Do we have the tell-tale sign of size bias–missing small groups at large distances?

Perhaps small groups at large distances are missed; include group size in the detection function.

Analysis including group size covariate

The distribution of computed average group size centred on the true size of 10 and there was no problem with fitting a detection function. The average over the simulations estimated number of individuals was 2003.05, a bias of 0.2%.

Analysis without group size covariate

As a comparison, what happens if we don’t include size as a covariate in our detection function?

The distribution of computed average groups sizes is shown above. We would expect an overestimate of mean group size because small groups at large distances are missing from our sample; but that effect is small in this instance. As a consequence, the average \(\hat{N}_{indiv}\) across all simulations is 2002.71, a bias of 0.1%.

Example 2: Possible dolphin pods or seabird rafts

I use a different distribution to mimic the group size distribution. A log normal distribution (you heard about it during the precision lecture) is like a normal distribution that has had its right tail pulled out. In all other respects the survey is the same (same design, etc.)

The median of this distribution is 12 (not far from 10 in the previous example), but because of the right tail, the mean is 22.5. This changes the true number of individuals in the population (for the same 200 groups) to 4493.

How about “missingness” of small groups at large distances?

Analysis with covariate

When including size as a covariate, estimates of average group size are not affected (figure above). Likewise, mean \(\hat{N}_{indiv}\) is effectively unbiased: 4440.5, a bias of -1.2%. .

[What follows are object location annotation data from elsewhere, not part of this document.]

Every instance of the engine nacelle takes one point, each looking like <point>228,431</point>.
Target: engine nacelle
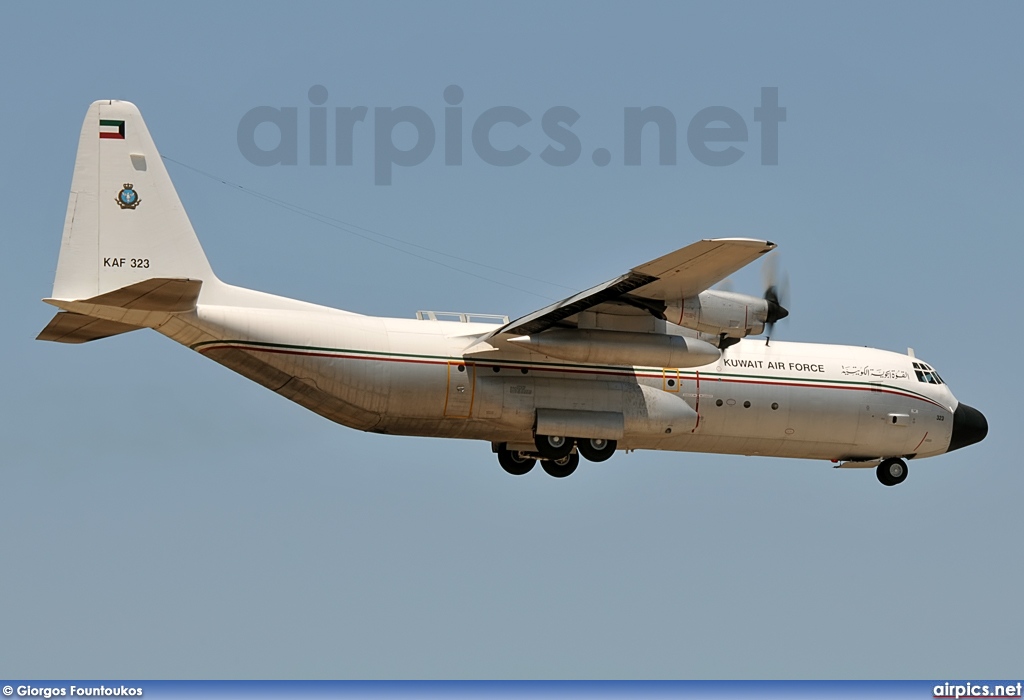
<point>716,312</point>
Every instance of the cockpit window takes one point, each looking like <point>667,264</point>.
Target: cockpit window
<point>926,374</point>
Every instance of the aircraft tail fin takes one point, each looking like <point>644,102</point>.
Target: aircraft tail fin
<point>125,223</point>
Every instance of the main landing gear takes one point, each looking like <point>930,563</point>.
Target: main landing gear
<point>891,472</point>
<point>559,455</point>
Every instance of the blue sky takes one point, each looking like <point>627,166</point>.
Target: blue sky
<point>164,518</point>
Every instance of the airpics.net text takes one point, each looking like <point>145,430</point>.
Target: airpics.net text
<point>269,136</point>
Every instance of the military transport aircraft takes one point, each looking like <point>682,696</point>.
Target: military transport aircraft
<point>653,359</point>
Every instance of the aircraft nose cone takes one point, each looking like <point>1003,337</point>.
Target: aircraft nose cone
<point>970,427</point>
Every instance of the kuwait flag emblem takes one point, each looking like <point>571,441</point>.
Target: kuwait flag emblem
<point>112,128</point>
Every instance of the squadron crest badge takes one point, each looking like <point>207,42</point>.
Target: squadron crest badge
<point>128,198</point>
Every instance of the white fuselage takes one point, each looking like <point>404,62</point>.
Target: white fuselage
<point>412,377</point>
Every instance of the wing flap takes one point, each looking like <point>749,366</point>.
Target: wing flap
<point>690,270</point>
<point>677,275</point>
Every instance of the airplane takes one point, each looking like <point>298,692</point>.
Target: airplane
<point>653,359</point>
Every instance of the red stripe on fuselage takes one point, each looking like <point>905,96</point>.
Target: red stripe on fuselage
<point>562,370</point>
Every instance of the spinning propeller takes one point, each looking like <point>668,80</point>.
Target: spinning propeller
<point>776,294</point>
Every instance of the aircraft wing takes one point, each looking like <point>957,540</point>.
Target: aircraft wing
<point>683,273</point>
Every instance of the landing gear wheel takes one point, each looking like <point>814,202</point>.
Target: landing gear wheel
<point>553,446</point>
<point>892,472</point>
<point>596,449</point>
<point>561,468</point>
<point>514,463</point>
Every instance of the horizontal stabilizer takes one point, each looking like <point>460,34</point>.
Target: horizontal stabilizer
<point>68,326</point>
<point>157,294</point>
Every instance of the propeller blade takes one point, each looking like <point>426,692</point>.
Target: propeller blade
<point>776,293</point>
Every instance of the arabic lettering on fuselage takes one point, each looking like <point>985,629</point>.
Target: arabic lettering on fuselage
<point>875,373</point>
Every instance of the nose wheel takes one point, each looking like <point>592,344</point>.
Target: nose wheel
<point>891,472</point>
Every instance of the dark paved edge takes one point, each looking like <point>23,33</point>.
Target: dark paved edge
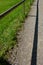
<point>12,8</point>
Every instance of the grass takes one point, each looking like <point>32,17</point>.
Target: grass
<point>6,4</point>
<point>10,24</point>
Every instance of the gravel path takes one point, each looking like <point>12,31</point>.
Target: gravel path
<point>30,39</point>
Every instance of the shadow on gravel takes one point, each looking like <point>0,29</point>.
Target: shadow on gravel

Analysis without the covariate

Now mean \(\hat{N}_{indiv}\) is considerably biased: 5357.69, a bias of 19.3%.

Take home message

When variability in group size is small for your study animal, size bias is unlikely to cause a problem, because even missing small groups at large distances does not cause the average size in the detected sample to be too different from the average size in the population. However, when group size variation is large, the average size in the sample can be considerably larger than the average group size in the population, inducing positive bias in the estimated number of individuals in the population. Under those situations, include group size as a covariate in the detection function modelling.